Постановщик "Улицы" Карл Грюне, бывший ученик Рейнгардта, сам рассказывал, как он пришел в кино. Из-за военных передряг Грюне пришлось долгие годы прожить среди иностранных солдат. Он не выучился их языку и, чтобы понять своих сотоварищей, следил за жестами и за выражением их лиц. Эти наблюдения и вдохновили Грюне рассказать о пережитом языком экранной пластики, таким же доступным, как разговорный язык. Это обстоятельство, вероятно, поможет понять, отчего лишенная титров "Улица" так удивительно богата многозначительными кадрами. Фильм пришелся по вкусу довольно широкой публике, главным образом интеллигенции.
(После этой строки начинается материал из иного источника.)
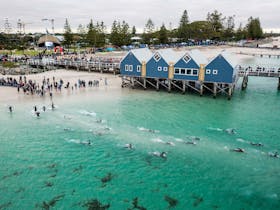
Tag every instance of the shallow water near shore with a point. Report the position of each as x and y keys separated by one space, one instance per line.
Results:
x=47 y=161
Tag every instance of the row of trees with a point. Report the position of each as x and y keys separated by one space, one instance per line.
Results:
x=215 y=27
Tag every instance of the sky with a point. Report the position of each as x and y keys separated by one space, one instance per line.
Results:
x=134 y=12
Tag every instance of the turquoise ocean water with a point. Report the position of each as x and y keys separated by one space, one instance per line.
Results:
x=47 y=164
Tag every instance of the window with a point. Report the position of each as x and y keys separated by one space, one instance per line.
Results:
x=208 y=71
x=186 y=58
x=157 y=57
x=189 y=72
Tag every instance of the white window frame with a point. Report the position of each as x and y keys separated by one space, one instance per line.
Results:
x=186 y=60
x=196 y=71
x=138 y=68
x=188 y=69
x=181 y=71
x=208 y=71
x=157 y=57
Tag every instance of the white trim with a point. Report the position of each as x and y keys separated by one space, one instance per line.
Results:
x=138 y=68
x=186 y=58
x=208 y=71
x=156 y=57
x=194 y=73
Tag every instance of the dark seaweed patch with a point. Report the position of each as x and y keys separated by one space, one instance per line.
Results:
x=95 y=204
x=16 y=173
x=197 y=200
x=107 y=178
x=48 y=184
x=47 y=205
x=5 y=205
x=135 y=205
x=78 y=169
x=171 y=201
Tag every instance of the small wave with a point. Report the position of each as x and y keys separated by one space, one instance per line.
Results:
x=87 y=113
x=179 y=140
x=215 y=129
x=76 y=141
x=148 y=130
x=158 y=140
x=240 y=140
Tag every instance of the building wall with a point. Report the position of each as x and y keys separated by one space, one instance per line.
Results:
x=224 y=71
x=181 y=64
x=129 y=66
x=153 y=67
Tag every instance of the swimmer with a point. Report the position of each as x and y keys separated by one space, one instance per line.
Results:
x=37 y=114
x=190 y=142
x=170 y=143
x=194 y=138
x=256 y=144
x=230 y=131
x=275 y=154
x=160 y=154
x=238 y=150
x=128 y=146
x=11 y=109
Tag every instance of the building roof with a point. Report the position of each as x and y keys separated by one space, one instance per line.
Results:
x=142 y=54
x=228 y=57
x=198 y=57
x=170 y=56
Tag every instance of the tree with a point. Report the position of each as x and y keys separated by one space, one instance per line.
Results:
x=201 y=30
x=184 y=30
x=120 y=33
x=68 y=35
x=216 y=20
x=229 y=28
x=254 y=29
x=91 y=34
x=148 y=31
x=133 y=33
x=163 y=36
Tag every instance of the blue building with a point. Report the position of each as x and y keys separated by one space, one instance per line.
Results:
x=134 y=63
x=188 y=67
x=222 y=69
x=162 y=63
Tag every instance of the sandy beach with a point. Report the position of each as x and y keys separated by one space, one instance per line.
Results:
x=9 y=94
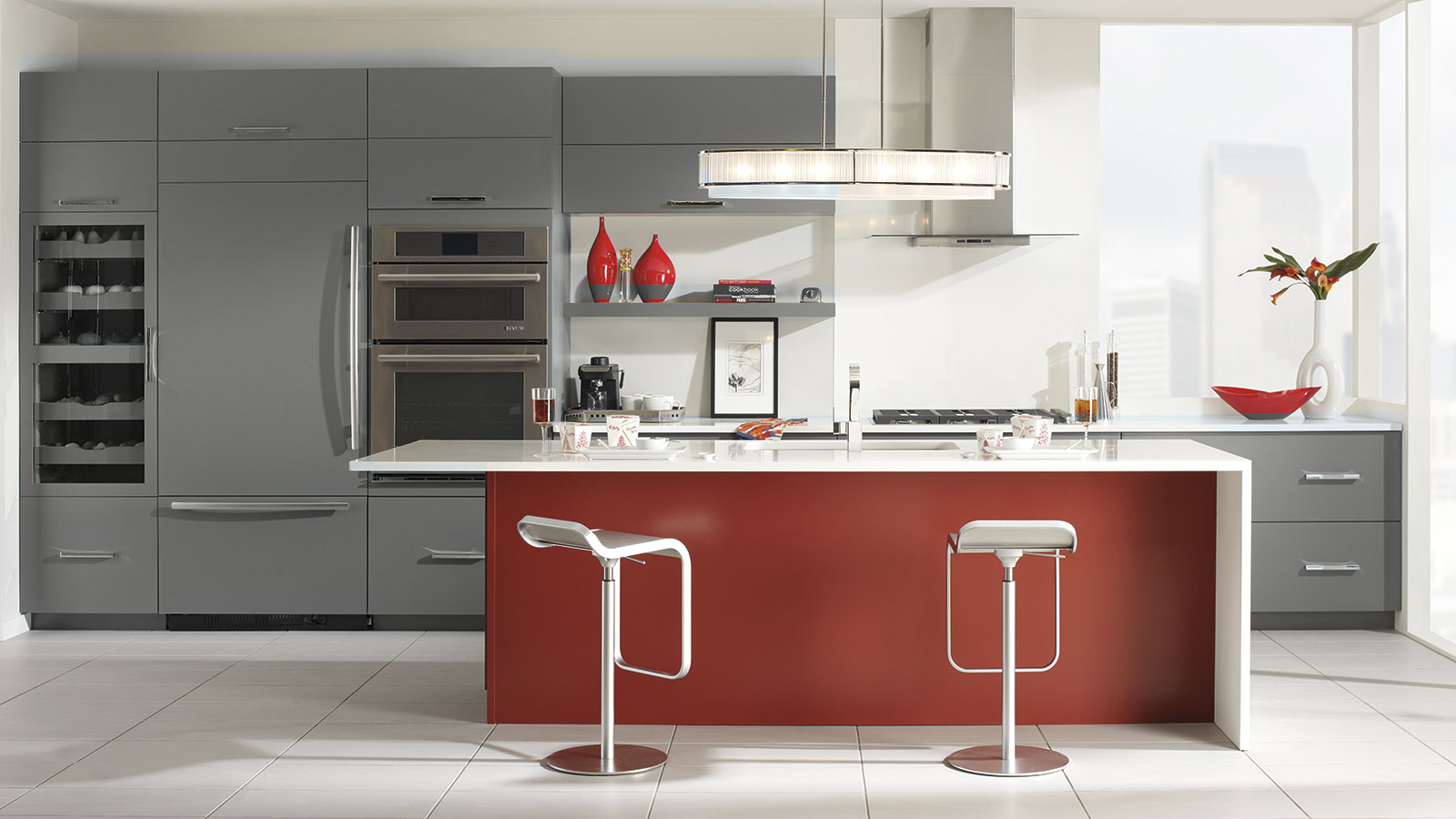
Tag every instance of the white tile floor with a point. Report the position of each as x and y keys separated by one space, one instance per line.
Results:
x=392 y=724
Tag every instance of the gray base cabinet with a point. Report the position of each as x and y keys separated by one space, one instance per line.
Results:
x=427 y=555
x=262 y=555
x=89 y=555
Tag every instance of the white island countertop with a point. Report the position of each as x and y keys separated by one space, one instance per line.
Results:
x=797 y=457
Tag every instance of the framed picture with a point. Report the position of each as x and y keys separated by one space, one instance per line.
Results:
x=746 y=368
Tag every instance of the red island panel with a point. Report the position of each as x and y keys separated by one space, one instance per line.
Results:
x=819 y=598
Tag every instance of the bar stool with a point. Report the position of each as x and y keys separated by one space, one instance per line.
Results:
x=1009 y=540
x=608 y=758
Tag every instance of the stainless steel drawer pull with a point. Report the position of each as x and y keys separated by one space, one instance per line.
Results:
x=456 y=278
x=441 y=554
x=261 y=506
x=1341 y=566
x=1330 y=475
x=460 y=359
x=85 y=555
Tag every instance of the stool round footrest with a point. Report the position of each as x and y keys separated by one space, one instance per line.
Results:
x=986 y=760
x=587 y=761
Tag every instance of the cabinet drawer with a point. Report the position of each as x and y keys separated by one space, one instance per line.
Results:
x=1299 y=567
x=427 y=555
x=264 y=160
x=77 y=106
x=463 y=102
x=262 y=555
x=87 y=177
x=652 y=179
x=310 y=104
x=89 y=555
x=695 y=109
x=462 y=174
x=1318 y=475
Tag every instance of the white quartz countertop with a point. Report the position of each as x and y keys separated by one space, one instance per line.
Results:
x=795 y=457
x=1191 y=424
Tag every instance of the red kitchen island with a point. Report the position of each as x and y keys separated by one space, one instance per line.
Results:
x=819 y=583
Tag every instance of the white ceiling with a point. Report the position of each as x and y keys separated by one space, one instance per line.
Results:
x=1142 y=11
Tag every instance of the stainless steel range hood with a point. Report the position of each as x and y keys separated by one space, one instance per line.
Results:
x=970 y=82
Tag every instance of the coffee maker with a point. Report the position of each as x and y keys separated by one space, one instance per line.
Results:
x=601 y=385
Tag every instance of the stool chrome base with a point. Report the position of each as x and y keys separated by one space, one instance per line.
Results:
x=587 y=761
x=986 y=760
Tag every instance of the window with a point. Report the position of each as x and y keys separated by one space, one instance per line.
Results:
x=1219 y=142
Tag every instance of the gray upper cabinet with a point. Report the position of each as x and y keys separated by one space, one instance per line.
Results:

Подобно первой половине фильма "Фридерикус Рекс" в сюжете "Улицы" наблюдается та же эволюция — от бунта к раболепству. Фильм начинается с показа тусклой, обитой плюшем гостиной, где живет небогатый, среднего возраста мещанин, который мечтает об острых ощущениях и разнообразных удовольствиях ночного города. Входит его жена с супницей в руках, но на сей раз обеденный ритуал герой воспринимает как символ своего однообразного существования и убегает из дому. Улица залучает в свои сети предполагаемого бунтаря: проститутка заманивает его в ночной притон и там знакомит с двумя "друзьями"; своим сутенером и любовником. Пока они втроем дурачат его, появившийся в притоне провинциальный буржуа, вытащив из кармана тугой кошелек с ассигнациями, присоединяется к их компании. Этого толстосума и бунтаря проходимцы решают обобрать. Последующие события — кадры карточной игры и крупные планы игроков особенно выразительно освещены — заканчиваются страшной развязкой. Двое преступников приканчивают провинциала и с помощью проститутки устраивают так, что вина падает на хозяина плюшевой гостиной. В полицейском участке этот человек держится так беспомощно, что даже не оспаривает свою виновность; он просто предается отчаянию и, попав в одиночную камеру, пытается покончить с собой. Но так как настоящий убийца сознается в преступлении, вторая попытка узника уйти из жизни оказывается тщетной. Выпущенный из тюрьмы, герой медленно бредет по утренней улице: на ней ни души, только ветер играет бумажным сором. Когда он приходит к себе в гостиную, жена ставит на стол горячий суп. Теперь наш мещанин охотно мирится с домашней рутиной и даже с супницей. На улицу его больше не тянет, да и вообще создается впечатление, что перенесенные муки он считает заслуженной карой за свое тщетное бунтарство.

Решение фильма весьма любопытно: оно отмечено двумя различными стилевыми особенностями. Героя отличает экспрессионистическая психология. Ойген Клёпфер[78]движется, как сомнамбула, и когда радуется, изумляется или пугается, его жесты как бы порождены галлюцинациями, а не вытекают из действительных ощущений реальности. Конечно, они вовсе не казались бы столь нарочитыми, если бы, подобно "Калигари", весь фильм явился внешней проекцией душевных процессов. Но фабула фильма далека от игры фантазии, не является она и откровенной психологической конструкцией. Это — кусок повседневной жизни, пронизанный почти реалистическим духом. Он сквозит и в декорациях, которые неуклюже стараются произвести впечатление "естественной натуры", больше того, превращают всех действующих лиц, кроме мещанина, в реальных людей, вопреки своей безымянности вполне могущих существовать за пределами экранной рамки. Тут-то и прорывается реализм, который ничего не имеет общего с дешевым правдоподобием условных лент. Это реализм воинствующий, который перечеркивает склонность к самоанализу. Появление этой реалистической тенденции в "Улице" ясно указывает на то, что бегству немцев в собственную скорлупу, столь характерному для послевоенного времени, пришла пора положить конец. Все складывалось так, точно принятием формулы "от бунта к раболепству" это бегство достигало своей цели; процесс внутреннего приспособления завершился, и теперь коллективная душа хотела вступить в контакт с живой реальностью.